For other caches, e.g. preloading caches, things are much easier, because they tend to contain much less than 100 entries total, so even just a linear scan is efficient enough. That's also where the most benefit lies in the near term, at least from Chromium's perspective.

For cases like intermediary HTTP caches, e.g. on a CDN, I'm not very experienced but I imagine the situation lies somewhere between the two.

I have a feeling this is going to cause some interesting issues later on - why does the URL contain ?user=John but the website say Hi Mike? I agree that the site could fix up the URL, but I'm wondering if the site's tech stack might be complex enough that it would be easy to miss that.

In general it seems like a bad idea to tell the browser to ignore a query parameter, if you're using it for something as important as greeting the user with their name. Or at least, if you're planning on using it that way, you do indeed need to invest more effort in compensating for what you've done.

(Somewhat related: the discussion about client-side rendering, and how No-Vary-Search is not a great fit for that since most client-side rendering varies based on the path instead of the query.)

I'm also a bit worried that this header might be easy to misuse: Let's say someone only wants to apply the No-Vary-Search to example.com/static/ but instead applies it to everything.

Yes, misconfiguring your server with wrong HTTP headers will generally lead to unfortunate results.
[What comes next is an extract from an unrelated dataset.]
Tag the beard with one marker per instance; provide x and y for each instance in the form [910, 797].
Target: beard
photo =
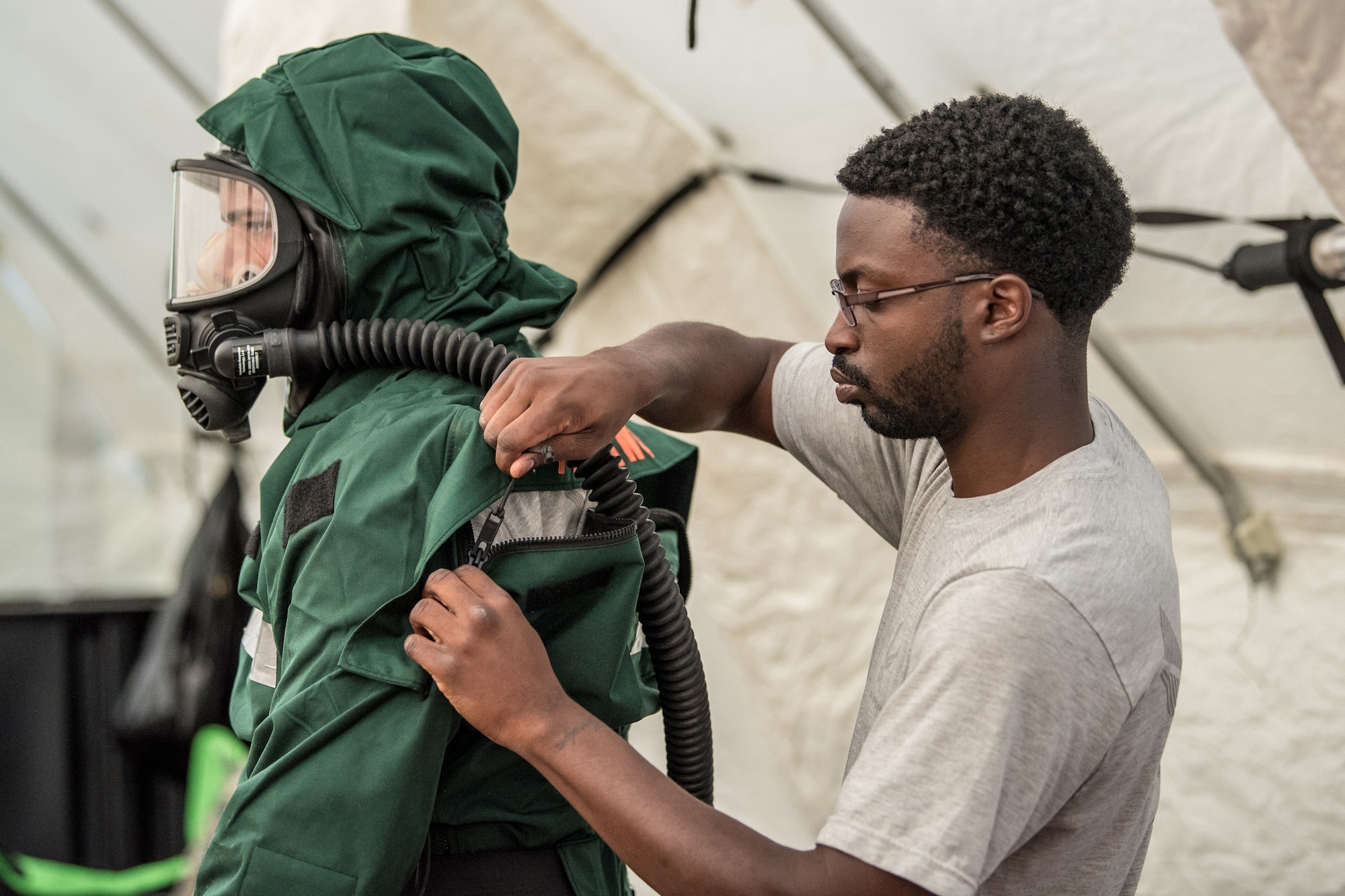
[922, 400]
I'd say that in this regard, No-Vary-Search slightly more damaging than typical caching HTTP headers like Vary, Cache-Control, etc., but less damaging than ones like Strict-Transport-Security, Content-Security-Policy, Clear-Site-Data, or Access-Control-Allow-Origin.

liviutinta commented 2 months ago

An update: No-Vary-Search header support for navigational prefetch shipped in Chrome 121, and will ship for prerender in Chrome 127.

Chrome status entries:

valenting commented 2 days ago

I think think this is a good proposal towards increasing the cache-hit rate in common internet scenarios.

My main concern was that a cache implementing No-Vary-Search would need to perform two lookups in its disk cache in order to retrieve a resource instead of one, even for websites that do not use No-Vary-Seach. However, it seems we're moving in that direction anyway with compression-dictionary .

I would like to see the following issue addressed in some way, but I don't think that's a blocker. No-Vary-Search producing multiple matches · Issue 210 · WICGnav-speculation

martinthomson commented 1 day ago

I've marked this as "positive", with a concern about the potential interoperability risk that comes from the multi-match thing.